MEA Sudah Dimulai, Ini Posisi Indonesia

MEA (copyright.Int)
JAKARTA, seputarriau.co - Para pemimpin ASEAN hampir dua dekade lalu, sepakat membentuk pasar tunggal di kawasan Asia Tenggara pada akhir 2015 yang dikenal sebagai Masyarakat Ekonomi ASEAN (MEA).
Ini dilakukan agar daya saing ASEAN meningkat serta bisa menyaingi Tiongkok dan India untuk menarik investasi asing.
Dilansir rimanesws.com, Pembentukan pasar tunggal yang berlaku mulai Januari 2016 ini memungkinkan satu negara menjual barang dan jasa dengan mudah ke negara-negara lain di seluruh Asia Tenggara sehingga kompetisi akan makin ketat.
MEA tidak hanya membuka arus perdagangan barang atau jasa, tetapi juga pasar tenaga kerja profesional, seperti dokter, pengacara, dan akuntan.
Juga membuka arus bebas investasi dan arus bebas modal di kawasan yang merupakan kekuatan ekonomi ketiga terbesar setelah Jepang dan Tiongkok.
Bagi Presiden Joko Widodo, memasuki era MEA itu artinya peningkatkan kemampuan untuk berkompetisi menghadapi persaingan menjadi penting.

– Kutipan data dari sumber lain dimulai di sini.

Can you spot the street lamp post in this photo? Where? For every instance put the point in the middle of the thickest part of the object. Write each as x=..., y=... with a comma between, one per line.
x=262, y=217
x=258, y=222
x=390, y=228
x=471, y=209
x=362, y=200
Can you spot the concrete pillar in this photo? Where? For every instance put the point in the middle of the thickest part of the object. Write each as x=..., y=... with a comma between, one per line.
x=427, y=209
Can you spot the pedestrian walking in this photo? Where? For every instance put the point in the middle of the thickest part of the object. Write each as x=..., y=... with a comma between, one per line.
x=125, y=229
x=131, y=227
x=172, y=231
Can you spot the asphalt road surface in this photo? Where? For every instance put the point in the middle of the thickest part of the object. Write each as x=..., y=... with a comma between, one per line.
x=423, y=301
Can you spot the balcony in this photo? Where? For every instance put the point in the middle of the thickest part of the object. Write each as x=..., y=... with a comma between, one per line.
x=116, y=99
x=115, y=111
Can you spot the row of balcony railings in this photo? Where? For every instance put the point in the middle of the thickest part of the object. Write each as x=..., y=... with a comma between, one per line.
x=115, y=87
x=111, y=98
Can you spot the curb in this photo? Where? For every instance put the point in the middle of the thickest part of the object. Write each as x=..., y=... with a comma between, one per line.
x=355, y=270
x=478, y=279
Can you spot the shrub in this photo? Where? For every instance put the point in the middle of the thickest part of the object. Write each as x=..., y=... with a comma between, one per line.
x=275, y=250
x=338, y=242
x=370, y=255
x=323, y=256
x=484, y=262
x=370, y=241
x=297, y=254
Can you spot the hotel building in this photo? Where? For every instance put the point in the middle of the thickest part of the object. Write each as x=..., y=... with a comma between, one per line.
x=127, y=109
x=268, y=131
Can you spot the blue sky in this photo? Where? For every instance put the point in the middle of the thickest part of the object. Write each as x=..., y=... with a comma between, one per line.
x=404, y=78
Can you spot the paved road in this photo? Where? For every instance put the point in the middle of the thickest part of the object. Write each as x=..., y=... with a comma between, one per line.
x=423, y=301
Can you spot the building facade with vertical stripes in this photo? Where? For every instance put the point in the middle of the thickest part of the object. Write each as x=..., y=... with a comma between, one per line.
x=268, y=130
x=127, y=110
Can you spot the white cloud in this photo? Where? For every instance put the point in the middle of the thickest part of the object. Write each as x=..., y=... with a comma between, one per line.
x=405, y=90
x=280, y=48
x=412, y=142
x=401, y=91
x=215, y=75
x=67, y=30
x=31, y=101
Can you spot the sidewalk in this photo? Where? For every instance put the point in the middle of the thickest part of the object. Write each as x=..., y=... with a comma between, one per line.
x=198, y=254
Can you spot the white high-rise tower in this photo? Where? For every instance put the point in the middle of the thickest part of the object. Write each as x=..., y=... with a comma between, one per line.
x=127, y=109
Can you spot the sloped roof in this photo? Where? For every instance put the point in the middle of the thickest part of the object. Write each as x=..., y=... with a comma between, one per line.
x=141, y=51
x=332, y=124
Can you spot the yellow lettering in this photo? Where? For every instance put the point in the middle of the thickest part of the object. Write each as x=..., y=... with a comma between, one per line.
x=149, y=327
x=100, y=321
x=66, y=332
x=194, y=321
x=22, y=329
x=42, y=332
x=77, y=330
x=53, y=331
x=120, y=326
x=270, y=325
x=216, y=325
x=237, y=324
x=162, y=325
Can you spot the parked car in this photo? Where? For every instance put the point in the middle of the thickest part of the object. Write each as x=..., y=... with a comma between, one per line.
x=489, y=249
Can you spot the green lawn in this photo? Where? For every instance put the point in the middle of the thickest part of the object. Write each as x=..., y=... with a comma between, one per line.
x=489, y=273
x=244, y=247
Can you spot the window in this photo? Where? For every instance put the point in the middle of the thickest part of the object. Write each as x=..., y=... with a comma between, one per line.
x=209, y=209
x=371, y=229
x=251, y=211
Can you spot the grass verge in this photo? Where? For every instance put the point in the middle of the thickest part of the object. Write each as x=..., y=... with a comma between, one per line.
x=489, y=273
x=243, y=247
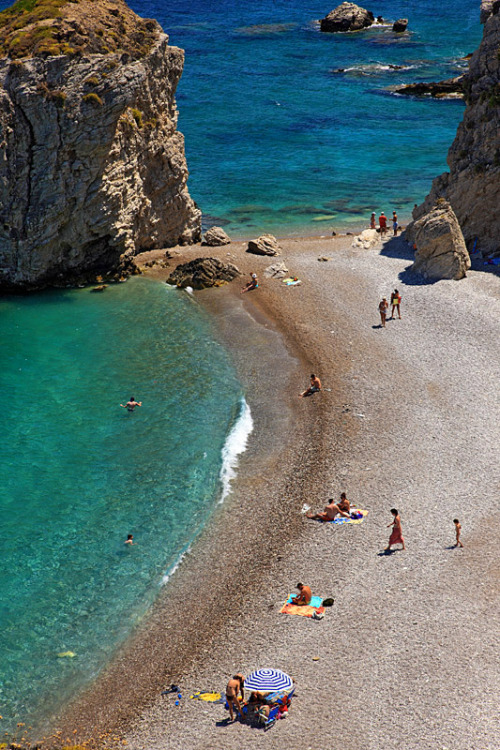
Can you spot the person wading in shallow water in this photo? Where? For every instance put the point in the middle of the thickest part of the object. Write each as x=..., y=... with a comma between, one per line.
x=397, y=533
x=130, y=405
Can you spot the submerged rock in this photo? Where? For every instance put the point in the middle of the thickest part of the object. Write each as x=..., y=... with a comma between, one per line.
x=441, y=252
x=400, y=25
x=202, y=273
x=437, y=89
x=347, y=17
x=266, y=244
x=215, y=236
x=92, y=167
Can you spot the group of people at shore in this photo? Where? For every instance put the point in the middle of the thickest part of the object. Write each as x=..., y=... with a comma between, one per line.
x=382, y=222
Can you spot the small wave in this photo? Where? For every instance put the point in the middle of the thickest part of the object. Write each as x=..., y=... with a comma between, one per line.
x=175, y=565
x=235, y=444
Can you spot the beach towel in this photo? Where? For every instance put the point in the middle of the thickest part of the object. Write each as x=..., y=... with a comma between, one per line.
x=208, y=697
x=340, y=520
x=306, y=610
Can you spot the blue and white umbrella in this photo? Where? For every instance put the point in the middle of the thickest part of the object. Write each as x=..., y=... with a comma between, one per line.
x=268, y=681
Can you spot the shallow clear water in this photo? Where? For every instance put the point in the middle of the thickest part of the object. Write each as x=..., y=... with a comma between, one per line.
x=276, y=141
x=79, y=473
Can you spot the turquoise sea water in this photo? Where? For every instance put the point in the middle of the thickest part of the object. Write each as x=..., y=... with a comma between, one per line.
x=275, y=139
x=79, y=473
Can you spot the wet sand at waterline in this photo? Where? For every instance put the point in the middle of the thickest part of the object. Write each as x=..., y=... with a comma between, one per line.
x=408, y=653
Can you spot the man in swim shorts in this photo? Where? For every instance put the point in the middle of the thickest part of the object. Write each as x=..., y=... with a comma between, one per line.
x=233, y=689
x=304, y=597
x=313, y=388
x=130, y=405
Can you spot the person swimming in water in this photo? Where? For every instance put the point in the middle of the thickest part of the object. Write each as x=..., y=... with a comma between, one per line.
x=130, y=405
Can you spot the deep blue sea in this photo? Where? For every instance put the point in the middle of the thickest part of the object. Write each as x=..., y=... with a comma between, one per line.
x=277, y=139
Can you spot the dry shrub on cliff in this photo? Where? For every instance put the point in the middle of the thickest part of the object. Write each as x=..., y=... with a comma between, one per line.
x=33, y=28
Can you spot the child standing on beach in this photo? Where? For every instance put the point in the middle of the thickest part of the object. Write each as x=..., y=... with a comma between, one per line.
x=397, y=532
x=458, y=529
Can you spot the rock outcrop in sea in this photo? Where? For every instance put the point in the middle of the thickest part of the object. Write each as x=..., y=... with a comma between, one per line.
x=472, y=186
x=92, y=167
x=347, y=17
x=203, y=273
x=441, y=252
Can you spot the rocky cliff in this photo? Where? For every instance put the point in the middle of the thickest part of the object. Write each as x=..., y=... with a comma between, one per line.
x=472, y=186
x=92, y=167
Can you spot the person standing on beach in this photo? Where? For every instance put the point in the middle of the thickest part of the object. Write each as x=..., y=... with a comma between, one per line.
x=233, y=689
x=304, y=597
x=397, y=533
x=130, y=405
x=396, y=302
x=313, y=388
x=253, y=284
x=458, y=529
x=382, y=308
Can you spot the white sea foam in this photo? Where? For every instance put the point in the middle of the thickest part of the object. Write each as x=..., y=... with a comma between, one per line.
x=174, y=567
x=235, y=444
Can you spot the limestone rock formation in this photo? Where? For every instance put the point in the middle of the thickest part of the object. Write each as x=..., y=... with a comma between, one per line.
x=441, y=252
x=202, y=273
x=347, y=17
x=400, y=25
x=264, y=245
x=277, y=270
x=472, y=186
x=216, y=236
x=92, y=167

Presiden berharap masyarakat tidak takut terhadap persaingan.
Sebenarnya, kata Jokowi, hampir semua kepala negara ketika bertemu dirinya justru mengkhawatirkan negara mereka kebanjiran produk dari Indonesia. Mereka beranggapan justru Indonesia yang diuntungkan dengan era persaingan nanti.
Untuk menyambut MEA, Presiden menyebutkan bahwa infrastruktur menjadi fokus pemerintah dan telah disiapkan anggaran sebesar Rp313 triliun untuk pembangunannya.
Sementara itu, ada beberapa catatan yang patut dicermati pada era MEA, antara lain berdasarkan laporan Indeks Kinerja Logistik 2014, Indonesia menempati posisi 53 dengan nilai rata-rata 3,08, sementara negara tetangga, Singapura berada di peringkat lima, Malaysia di posisi 25, Thailand di peringkat 35 dan Vietnam di peringkat 48.
Selain itu, laporan peringkat daya saing Indonesia 2015-2016 sebagaimana dikeluarkan Forum Ekonomi Dunia (FED) pada September 2015 menyebutkan bahwa Indonesia pada laporan yang dilakukan terhadap 140 negara itu berada di posisi 37 dunia dengan nilai 4,52 atau turun tiga peringkat dibanding tahun lalu.
Singapura berada di posisi dua dengan nilai 5,68, Malaysia di posisi 18 dengan nilai 5,23, dan Thailand di peringkat 32 dengan nilai 4,64.
Sementara itu, Filipina dan Vietnam masing-masing di posisi 47 dan 56 dengan nilai masing-masingn 4,39 dan 4,30.
Ada 113 indikator yang digunakan FED untuk mengukur produktivitas suatu negara di antaranya adalah infrastruktur, inovasi dan lingkungan makro ekonomi.
Indonesia sebenarnya telah menyiapkan diri dalam memasuki era MEA, meski masih ada sejumlah catatan perbaikan dari berbagai kalangan demi meraih kemenangan dalam persaingan.
Direktur Jenderal Kerja Sama ASEAN Kementerian Luar Negeri Rossalis Rusman Adenan menyoroti 12 sektor prioritas barang dan jasa dalam menghadapi MEA, empat di antaranya bergerak dalam bidang jasa. Dua di antara empat sektor jasa yang memainkan peran penting yakni logistik dan perhubungan udara.
Sementara itu, Ketua Umum Persatuan Insinyur Indonesia (PII) Bobby Gafur Umar mengatakan, setidaknya ada tiga sektor yang perlu dipacu secara sungguh-sungguh dalam menghadapi persaingan yakni konstruksi, infrastruktur dan manufaktur. Selain itu, pada sisi regulasi yang harus disederhanakan.
Di sektor pariwisata, Ketua Gabungan Industri Pariwisata Indonesia (GIPI) Didien Junaedy mengatakan pemerintah bukan hanya perlu melakukan promosi secara besar-besaran, menyediakan produk yang diinginkan oleh wisatawan, tetapi juga menyiapkan sumber daya manusia (SDM) pariwisata yang terampil, hingga menjamin tersedianya prasarana dan sarana.
Siap tidak siap, era MEA sudah tiba. Hasil peningkatan efisiensi, daya saing, nilai tambah, dan juga produktivitas dari beragam kinerja perekonomian di berbagai daerah di Tanah Air akan diuji mulai awal tahun ini.